C'est par la langue (comme ordre et violence) qu'une société s'institue, en en faisant du même coup une institution. On comprend alors qu'elle soit ce formidable objet fétiche qu'on ne transgresse qu'à l'intérieur d'autres conventions (publicité, langages des mandarins ou des marginaux, etc) qui ne mettent pas en péril les CODES qui informent cette société, par lesquels elle se vit = se rêve à son insu. La société bourgeoise, qui prend ses libertés de langage pour la liberté de pensée et celle-ci pour la liberté et la pensée, tolère la publicité et sa machine à phantasmes qui lui renvoie son image, tolère les exhibitions d'une avant-garde essoufflée, la phraséologie-gadget des révolutionarismes, tolère tout pourvu que ne soit pas mise en cause sa convention scripturale: son écriture officielle qui véhicule sa névrose et ses mots d'ordre.
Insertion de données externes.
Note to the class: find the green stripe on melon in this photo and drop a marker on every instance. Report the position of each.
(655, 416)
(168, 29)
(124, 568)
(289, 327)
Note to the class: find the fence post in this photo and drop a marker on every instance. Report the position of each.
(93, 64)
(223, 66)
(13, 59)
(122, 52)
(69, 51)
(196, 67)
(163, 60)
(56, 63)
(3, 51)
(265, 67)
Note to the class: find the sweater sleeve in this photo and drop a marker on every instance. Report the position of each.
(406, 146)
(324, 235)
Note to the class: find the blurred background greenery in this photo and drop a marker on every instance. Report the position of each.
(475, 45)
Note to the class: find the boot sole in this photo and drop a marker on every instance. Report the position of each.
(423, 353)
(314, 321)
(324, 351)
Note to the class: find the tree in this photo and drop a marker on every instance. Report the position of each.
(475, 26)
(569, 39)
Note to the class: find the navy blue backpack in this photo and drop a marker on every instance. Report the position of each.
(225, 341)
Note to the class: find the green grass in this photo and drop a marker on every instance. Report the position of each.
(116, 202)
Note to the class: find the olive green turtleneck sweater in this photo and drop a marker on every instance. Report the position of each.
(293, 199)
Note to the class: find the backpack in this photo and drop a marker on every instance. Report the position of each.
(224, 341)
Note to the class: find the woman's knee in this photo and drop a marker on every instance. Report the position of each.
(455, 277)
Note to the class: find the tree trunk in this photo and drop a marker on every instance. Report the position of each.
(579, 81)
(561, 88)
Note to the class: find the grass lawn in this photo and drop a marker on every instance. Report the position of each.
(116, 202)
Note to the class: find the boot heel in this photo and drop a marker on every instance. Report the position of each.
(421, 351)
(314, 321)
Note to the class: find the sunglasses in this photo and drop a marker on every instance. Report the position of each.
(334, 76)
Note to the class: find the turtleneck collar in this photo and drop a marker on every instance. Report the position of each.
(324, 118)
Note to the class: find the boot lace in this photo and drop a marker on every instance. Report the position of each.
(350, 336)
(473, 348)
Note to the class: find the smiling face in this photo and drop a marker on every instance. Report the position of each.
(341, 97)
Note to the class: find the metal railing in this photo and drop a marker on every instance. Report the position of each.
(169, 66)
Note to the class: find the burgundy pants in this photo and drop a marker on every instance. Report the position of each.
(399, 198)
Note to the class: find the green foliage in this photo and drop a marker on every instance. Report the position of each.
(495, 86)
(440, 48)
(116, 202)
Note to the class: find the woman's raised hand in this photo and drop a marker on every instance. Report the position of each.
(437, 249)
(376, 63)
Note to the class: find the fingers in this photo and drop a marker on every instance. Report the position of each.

Agir sur/dans la langue, c'est subvertir l'instance sociale dans ses structures les plus résistantes, participer à l'action en cours qui veut faire du travailleur un producteur responsable.
La division littérature/peinture, aspect de la division du travail, n'est légitime que dans une certaine mesure: elle entérine dans le mélodrame dualiste occidental deux orientations codiques: celle qui va vers la lettre, celle qui va vers l'image — refoulant la dialectique matérielle et la totalité de l'inscription. Il s'agit de pratiquer un retour à ce qui sans fin commence, non par nostalgie académique des Tassili et des Lascaux, du pittoresque des origines, mais pour situer un travail au point toujours déplacé et masqué d'un processus d'engendrement et de destruction du sens, où la lettre et l'image échangent à l'infini leurs potentialités réciproques. Si nous refusons d'être encore des « poètes » , etc, notre but n'est pas la peinture. Nous abandonnons à la chronique mondaine et au tourisme l'étiquetage en genres et le parcours des grands cimentières de livres et de tableaux encore interdits à la science. Ce n'est pas par hasard qu'au moment où de peintres travaillent à déconstruire l'espace pictural traditionnel (toile rectangulaire montée sur châssis) quelques ex-poètes décident d'en finir avec la métaphore souveraine et l'IMAGISME agonisant 71: en une interaction vertigineuse, là où se profile la matière même des signes comme question/ solution, liberté/menace sur la SCÈNE ÉCONOMIQUE DU SENS.
Un texte est toujours un autre texte, un entretexte et un contexte, et tous les autres textes (scientifiques, économiques, idéologiques, etc) viennent jouer, s'intriquer et miroiter à sa surface: là où se projettent, se trament, l'invention et la mémoire d'un animal qui veut faire l'Histoire plutôt que d'être fait par elle, QUI PRODUIT DU SENS. Il faut prendre congé du mythe de l'auteur-créateur, reflet de la Divinité et de l'Ordre, centré sur un sujet métaphysiquement et politiquement ahuri, en finir avec l'image-refuge de l'esthétique idéaliste et sa mystique de la représentation. Le culturel est l'alibi d'une culture qui obnubile l'enseignement qui lui-même camoufle le TEXTE, la texture. Entre la Caisse Nationale des Lettres et la cage à tigres de la télévision, entre la mendicité (quand il n'est pas rançonné par la CAVMU) et le vedettisme, l'écrivain même compromis est contraint au second métier pour subsister. Aux antipodes des Beaux-Arts et des Belles-Lettres, des décorativismes anecdotiques et des grigris culturels de la consommation distinguée, écrire c'est refuser d'être propriétaire de son texte, c'est s'emparer des autres textes dont il est tissé et qu'il tisse, défigurer la convention écrite et ses impostures rentables en mettant à nu un processus. Il n'y a plus ni auteur ni œuvre mais une trame où l'on intervient formellement sous peine de complicité avec l'idéologie dominante. Le texte (scriptural/pictural), occupation d'un certain espace matériel (social et physique), n'est plus à interpréter et à jouir mais à FAIRE. Lire, c'est écrire, comme écrire c'est lire.
Par la désarticulation du fonctionnement linéaire causal du sens, la mise en déséquilibre des structures idéologiques bourgeoises et la mise en jeu de la FIGURABILITÉ matérielle (= MATÉRIALITÉ figurante/figurable) de la signifiance, Textruction s'inscrit en faux contre les critères officiels de la lisibilité. La boulimie culturelle ambiante renvoie à la grande misère d'une masse qui n'a pas accès au sens, livrée au spectacle et au produit. La sacralisation du Livre et ses effets de Presse recouvre l'analphabétisme « culturel » .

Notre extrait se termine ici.